In the frantic urgency of a mother about to give birth with seemingly no place to stay, “Faith gave Joseph the power to find light just at the moment when everything seemed dark. Faith sustained him amid the troubles of life,” said our Holy Father. “As it did for Joseph, faith makes us open to the quiet presence of God at every moment of our lives, in every person and in every situation.” Divine providence would have Jesus born in a stable, expressing his solidarity with the lowly and identifying “with all those who suffer, who weep, who suffer any kind of injustice.”

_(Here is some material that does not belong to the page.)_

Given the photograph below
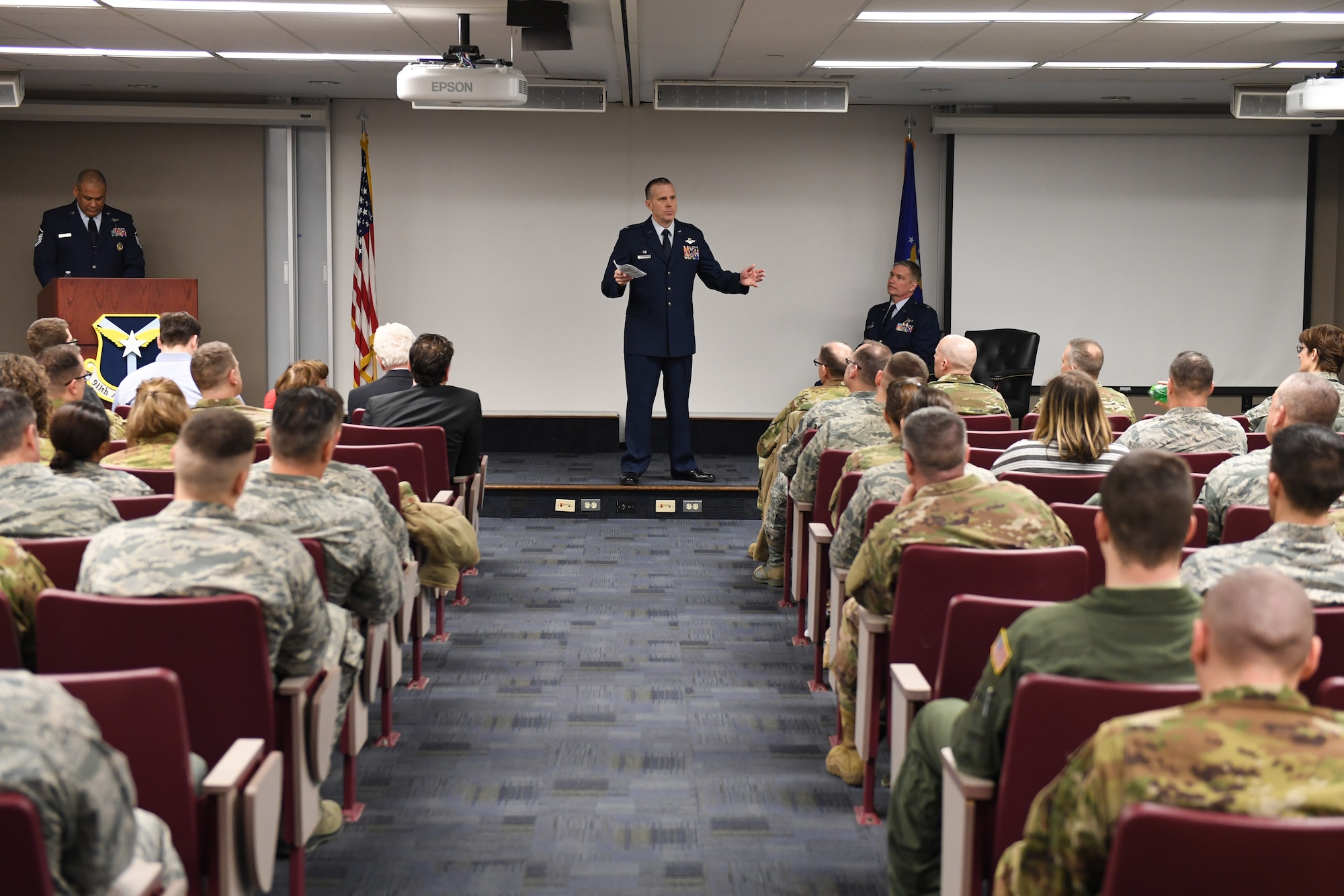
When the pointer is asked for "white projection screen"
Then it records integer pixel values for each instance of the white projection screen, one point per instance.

The Lord did not enter into the world by descending in majesty on a cloud. He came as part of a family in humility. He entrusted himself and his plan of salvation to the care of a human family, the family of Joseph and Mary, and “he could do this because that family was a family with a heart open to love, a family whose doors were open,” explained Pope Francis at the 2015 World Meeting of Families in Philadelphia.

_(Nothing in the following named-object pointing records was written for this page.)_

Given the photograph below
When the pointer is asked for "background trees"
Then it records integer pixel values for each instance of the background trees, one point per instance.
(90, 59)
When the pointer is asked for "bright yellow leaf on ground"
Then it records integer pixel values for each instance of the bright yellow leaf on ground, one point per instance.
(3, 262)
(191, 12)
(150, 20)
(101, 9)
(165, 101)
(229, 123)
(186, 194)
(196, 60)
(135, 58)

When God came “knocking,” when he sent his angel to Mary and then Joseph, each of them opened the doors of their hearts. God knocks on the doors of today’s families as well. He comes calling because he wants to enter into their lives, just as Jesus entered into the lives of Mary and Joseph. He wants to give them his love so that they can be “families that are united, families that love, families that bring up their children, educating them and helping them to grow, families which build a society of goodness, truth and beauty,” said Pope Francis.
As we proceed on our pilgrim journey, God calls married couples and their children in a special way to walk a well-marked path, which he created to be their road to heaven. They do not walk alone, and they do not go forward in the dark. They are accompanied by Joseph and Mary and their son Jesus, who is also the Son of God, and they walk in the light of the Gospel.
The Holy Family of Nazareth shows families how to be holy and how to help others be holy. The witness of families who answer God’s call, who open the doors of their hearts, reaches far beyond the walls of their home. This witness speaks the Gospel by their example to their extended family, to neighbors, to friends, to schoolmates, to everyone. It brings Christ to the world.